Is there something in the recent minor updates that breaks the firmware?
Check the CPU type of the KVM virtual machine. I am not experienced enough with KVM to tell you the "correct" setting but I know that it matters.
We tried a vanilla upgrade to 24.1.8 this morning and still ran into the same core dump bug.
We checked the CPU specs of our servers:
This one upgrades OK:
1. Intel Celeron N3450: released September 2016
These ones fail upgrading:
2. Intel Core i7-9700: released April 2019
3. Intel Core i7-10710U: released August 2019
We build our KVMs with the following CPU flags:
--cpu host,-xsave
So, it inherits the CPU of the host system.
In the OPNSense Dashboard, it show the following CPU TYPE for the failing cases:
CPU type Intel Core Processor (Skylake, IBRS) (2 cores, 2 threads)

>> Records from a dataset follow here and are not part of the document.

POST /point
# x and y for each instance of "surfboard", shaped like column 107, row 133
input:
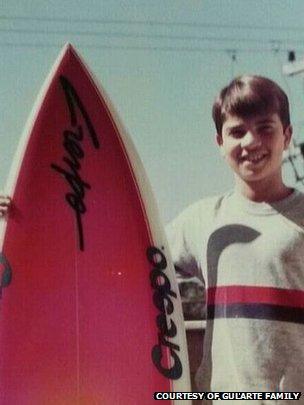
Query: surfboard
column 89, row 311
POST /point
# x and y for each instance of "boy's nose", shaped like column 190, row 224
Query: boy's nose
column 251, row 140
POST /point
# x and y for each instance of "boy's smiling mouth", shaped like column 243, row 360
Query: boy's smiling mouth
column 253, row 157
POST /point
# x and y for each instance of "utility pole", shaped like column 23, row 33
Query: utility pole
column 293, row 68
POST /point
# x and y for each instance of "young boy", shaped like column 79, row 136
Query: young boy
column 249, row 247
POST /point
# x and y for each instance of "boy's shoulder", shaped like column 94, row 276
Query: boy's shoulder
column 202, row 210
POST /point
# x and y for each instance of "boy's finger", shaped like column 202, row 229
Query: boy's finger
column 5, row 201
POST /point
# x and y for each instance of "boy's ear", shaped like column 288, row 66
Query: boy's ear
column 287, row 135
column 219, row 141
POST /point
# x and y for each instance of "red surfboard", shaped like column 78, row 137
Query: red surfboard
column 89, row 307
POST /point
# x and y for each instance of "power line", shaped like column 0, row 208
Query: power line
column 152, row 23
column 274, row 42
column 234, row 50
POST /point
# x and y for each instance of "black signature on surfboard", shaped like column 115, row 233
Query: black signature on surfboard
column 74, row 153
column 166, row 326
column 5, row 273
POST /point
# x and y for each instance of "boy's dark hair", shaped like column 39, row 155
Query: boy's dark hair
column 247, row 96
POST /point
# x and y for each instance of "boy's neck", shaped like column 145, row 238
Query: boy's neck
column 263, row 191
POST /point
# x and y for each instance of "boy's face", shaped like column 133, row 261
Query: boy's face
column 254, row 146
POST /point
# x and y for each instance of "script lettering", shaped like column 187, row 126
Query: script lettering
column 6, row 273
column 166, row 326
column 74, row 153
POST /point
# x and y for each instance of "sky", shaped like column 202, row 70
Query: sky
column 162, row 62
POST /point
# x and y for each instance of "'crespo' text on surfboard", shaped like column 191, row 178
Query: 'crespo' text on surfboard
column 72, row 138
column 166, row 326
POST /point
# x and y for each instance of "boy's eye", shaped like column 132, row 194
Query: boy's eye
column 265, row 128
column 236, row 133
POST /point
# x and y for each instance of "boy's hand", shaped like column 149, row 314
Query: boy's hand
column 5, row 203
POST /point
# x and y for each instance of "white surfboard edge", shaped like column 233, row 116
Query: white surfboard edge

I don't understand how the low-end CPU is doing fine, but the higher-end ones are having problems.
Sorry, my notes had a typo. The working CPU is Intel Celeron J3455 (released August 2016).
Since you're doing a passthrough install the latest cpu microcode and try again
https://forum.opnsense.org/index.php?topic=36139.msg177362#msg177362 (https://forum.opnsense.org/index.php?topic=36139.msg177362#msg177362)
pkg install cpu-microcode
no, you can't do that. Is not a passthrough of the hardware that can then be updated the microcode.
Updates need to be done on the host, if they wanted to do it.
Ubuntu normally ships frequent microcode updates though.
Although we have been unable to update OPNSense, we have been updating the latest Operating System updates for Ubuntu. So we are staying on top of the updates including any microcode ones.
The CPU type that is working is the following:
CPU type Intel Atom Processor (SnowRidge) (2 cores, 2 threads)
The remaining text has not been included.